Of course, all these tools are really finally realizing the ideas that are as old as "As We May Think" (1945)[2] and "Complex information processing: a file structure for the complex, the changing and the indeterminate" (1965)[3]. I don't think we are just now getting to the point where computers are powerful enough, but I do believe that we've reached a tipping point where computers have outgrown the metaphor of file, folder, and the printed page.

I do have one criticism of the tools mentioned in the article: proprietary, closed formats. I think we should have learned enough by now to be wary of vendor lock-in, but I acknowledge that standardization efforts these days are likely to be years-long efforts in omphaloskepsis that squeeze out things like SAML, COBRA, and WS-anything.

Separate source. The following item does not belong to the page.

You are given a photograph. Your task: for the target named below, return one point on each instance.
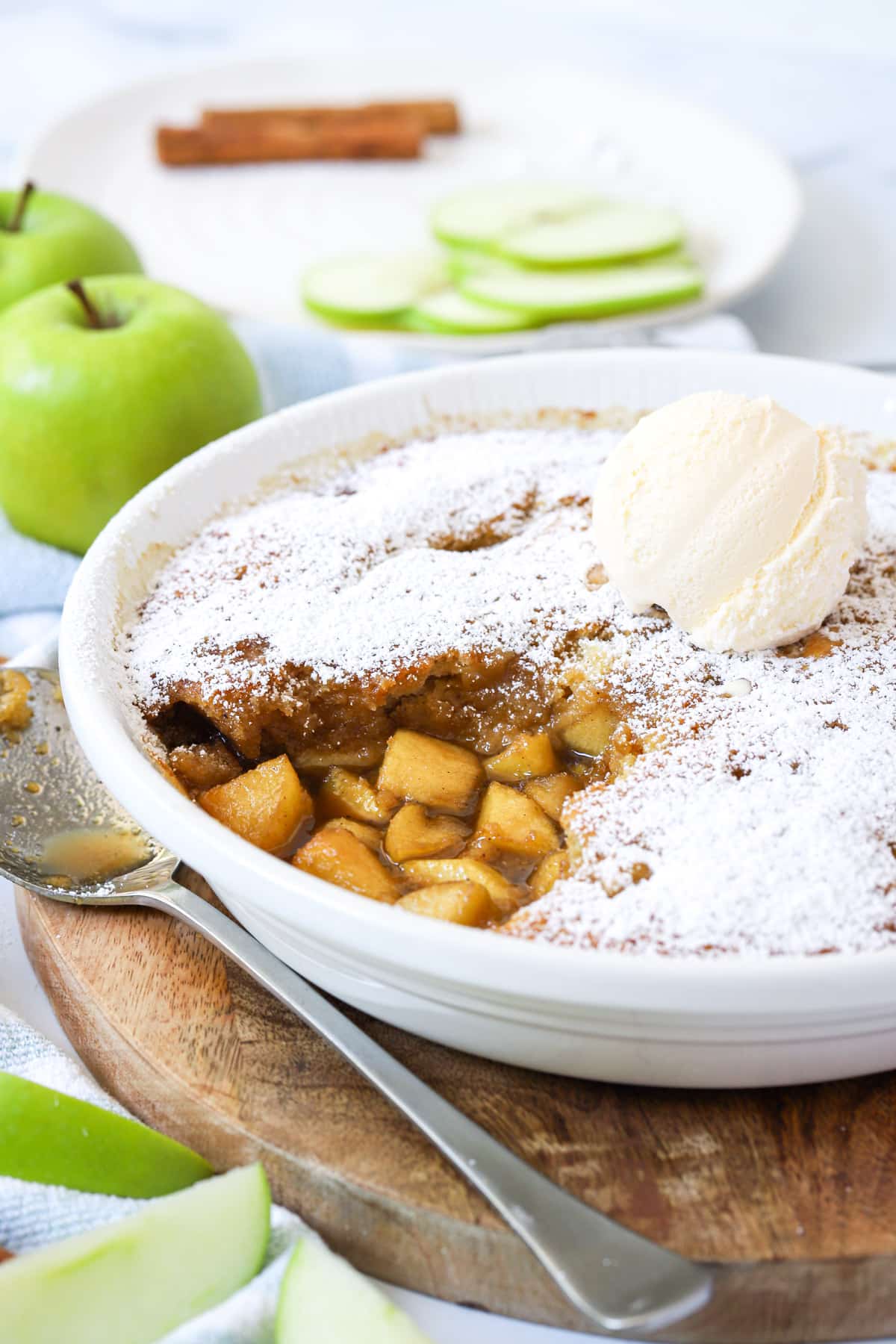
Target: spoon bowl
(63, 836)
(62, 833)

1 https://www.literatureandlatte.com/scrivener/overview

2 https://www.theatlantic.com/magazine/archive/1945/07/as-we-m...

3 https://doi.org/10.1145/800197.806036

I owned Scrivener on my old 2011 iMac. I loved it, and it did everything it said, but I got bogged down in the OCD of organizing, so I tried minimalist editors like Ulysses[1] and WriteMonkey[2]. Even timeline, video-editing-esque editor like Causality[3]. I had used Celtx[4] many moons ago with a subscription to collaborate with others. All have their strengths and they are all good depending on what it is you're writing. I have settled on just using OneNote for work, writing, scratchpad, and list making, or collecting information. I think it was ahead of its time since 2003 and now. It is quick, intuitive, and you can minimize it to the workspace, and you can search throughout it. I would like a DB interface of some sort... Sometimes plain markdown and a simple text editor stored in a database is probably good enough for most projects not involving mixed media. OneNote does it all.

[1] https://ulysses.app/ [2] https://writemonkey.com/ [3] https://www.hollywoodcamerawork.com/causality.html [4] https://www.celtx.com/index.html

For certain, most of these documents-as-organized-chunks applications can lead to a lot of yak-shaving. I don't know, though, that it's any worse than getting bogged down in trying to make Word format a document to look like it needs to look and dealing with it unexpected reformatting everything because of a small change.

> Sometimes plain markdown and a simple text editor stored in a database is probably good enough for most projects not involving mixed media.

Even when you have mixed media, there are plenty of tools out there now that can take markdown and other files and generate a document in rich format, and those are the ones I gravitate towards now.